Les manquements à l'ensemble de ces obligations sont sanctionnés par une amende d'un montant de 7.500 euros en application de l'article L. 215-10 du code rural et de la pêche maritime.
De manière générale, les éleveurs sont tenus de s'abstenir de tous mauvais traitements et autres actes de cruauté ou de sévices graves envers leurs animaux[20].
Les élevages sont susceptibles de faire l'objet de contrôles de la part des services de l'Etat afin de vérifier le respect des obligations qui sont les leurs[21].
Toutefois, cet arsenal d'obligations et de contrôles suffit-il à garantir le bien-être des animaux en élevage? Au regard des affaires qui secouent régulièrement l'actualité, montrant les conditions de vie des animaux dans certains élevages, la réponse semble être négative.
De plus, on peut se poser la question de savoir si cette réglementation peut aboutir au bien-être et surtout au bonheur des animaux reproducteurs? Si les chiots qui ont vocation à quitter rapidement l'élevage pour vivre une vie de famille heureuse (en théorie), qu'en est-il des femelles reproductrices qui vivent dans des élevages de grande dimension et passent leur vie à faire des portées?
Sur ce point, il est intéressant de mentionner la question posée en octobre 2018 par le député, Monsieur Loïc Dombreval au ministre de l'agriculture et de l'alimentation[22] sur l'absence de réglementation relative au sort de ces reproductrices, "de la durée de leur exploitation comme reproductrice, au sein des élevages canins" notamment dans "bon nombre d'élevages usines, (qui) imposent aux femelles reproductrices une fréquence de gestations successives incompatible avec le bien-être et, au final, avec la santé des chiennes ainsi surexploitées jusqu'à l'épuisement et la mort prématurée".

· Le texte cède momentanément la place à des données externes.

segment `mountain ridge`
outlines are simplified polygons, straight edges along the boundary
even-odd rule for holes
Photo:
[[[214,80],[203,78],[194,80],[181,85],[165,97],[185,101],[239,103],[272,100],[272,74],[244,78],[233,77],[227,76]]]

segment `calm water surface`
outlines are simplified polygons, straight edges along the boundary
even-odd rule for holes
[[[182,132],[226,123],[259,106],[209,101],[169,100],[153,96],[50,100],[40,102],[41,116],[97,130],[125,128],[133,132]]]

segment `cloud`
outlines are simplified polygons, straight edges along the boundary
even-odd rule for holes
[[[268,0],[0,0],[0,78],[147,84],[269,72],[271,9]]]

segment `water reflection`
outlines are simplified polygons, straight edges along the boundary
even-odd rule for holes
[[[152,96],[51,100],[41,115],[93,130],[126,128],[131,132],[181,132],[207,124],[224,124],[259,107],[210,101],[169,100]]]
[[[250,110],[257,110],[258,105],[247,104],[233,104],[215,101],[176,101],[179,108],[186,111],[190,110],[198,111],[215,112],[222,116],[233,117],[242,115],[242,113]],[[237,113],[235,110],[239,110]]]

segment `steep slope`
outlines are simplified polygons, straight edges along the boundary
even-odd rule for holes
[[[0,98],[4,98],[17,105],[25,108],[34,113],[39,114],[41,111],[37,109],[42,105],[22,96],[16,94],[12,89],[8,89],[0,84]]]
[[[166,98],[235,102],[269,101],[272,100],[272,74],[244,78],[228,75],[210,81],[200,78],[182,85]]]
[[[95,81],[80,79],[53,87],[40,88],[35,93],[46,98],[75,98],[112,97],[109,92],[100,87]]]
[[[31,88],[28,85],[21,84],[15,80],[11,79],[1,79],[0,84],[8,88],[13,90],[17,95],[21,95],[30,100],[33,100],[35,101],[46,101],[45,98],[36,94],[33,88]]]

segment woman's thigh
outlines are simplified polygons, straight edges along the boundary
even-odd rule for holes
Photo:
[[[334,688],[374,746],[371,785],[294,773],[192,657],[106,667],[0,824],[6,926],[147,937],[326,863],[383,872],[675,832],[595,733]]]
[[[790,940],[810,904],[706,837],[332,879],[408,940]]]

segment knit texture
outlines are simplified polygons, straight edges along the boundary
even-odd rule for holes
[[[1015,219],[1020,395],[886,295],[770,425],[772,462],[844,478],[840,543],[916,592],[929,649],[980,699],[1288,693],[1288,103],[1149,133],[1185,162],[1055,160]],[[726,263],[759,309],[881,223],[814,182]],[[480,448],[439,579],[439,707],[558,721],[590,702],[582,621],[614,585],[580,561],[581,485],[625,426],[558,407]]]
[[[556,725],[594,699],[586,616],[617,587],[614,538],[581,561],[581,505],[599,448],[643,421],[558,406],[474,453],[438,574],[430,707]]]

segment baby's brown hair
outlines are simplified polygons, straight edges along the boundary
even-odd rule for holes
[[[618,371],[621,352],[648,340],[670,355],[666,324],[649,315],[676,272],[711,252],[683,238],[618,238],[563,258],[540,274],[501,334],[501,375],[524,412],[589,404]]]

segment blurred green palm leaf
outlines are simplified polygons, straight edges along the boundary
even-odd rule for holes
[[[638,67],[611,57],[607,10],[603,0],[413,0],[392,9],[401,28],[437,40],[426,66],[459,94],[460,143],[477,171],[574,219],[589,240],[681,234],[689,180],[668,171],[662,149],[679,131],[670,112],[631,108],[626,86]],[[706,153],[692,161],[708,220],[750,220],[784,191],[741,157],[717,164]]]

Afin d'améliorer les conditions de vie de ces chiennes, le député Dombreval demandait au ministre de l'agriculture s'il lui semblait "possible d'envisager que le nombre maximal de portées autorisées par femelle reproductrice, par période de deux ans, soit ramené à deux, avec obligation de respecter une période de chaleur improductive entre deux nichées, et si d'autre part, un âge limite, au-delà duquel il serait interdit d'exploiter les femelles comme reproductrices, ne pourrait pas être fixé? Cet âge atteint, il incomberait alors à l'éleveur de réformer sa reproductrice et de lui attribuer un projet de vie, au sein de sa structure ou au moyen d'un programme d'adoption ou de placement".
Cette proposition reprend une préoccupation de longue date des associations de protection animale et malheureusement, au vu de la réponse formulée par le ministre de l'Agriculture en date du 25 décembre 2018, la situation de ces femelles reproductrices n'est pas prête de s'améliorer.[23]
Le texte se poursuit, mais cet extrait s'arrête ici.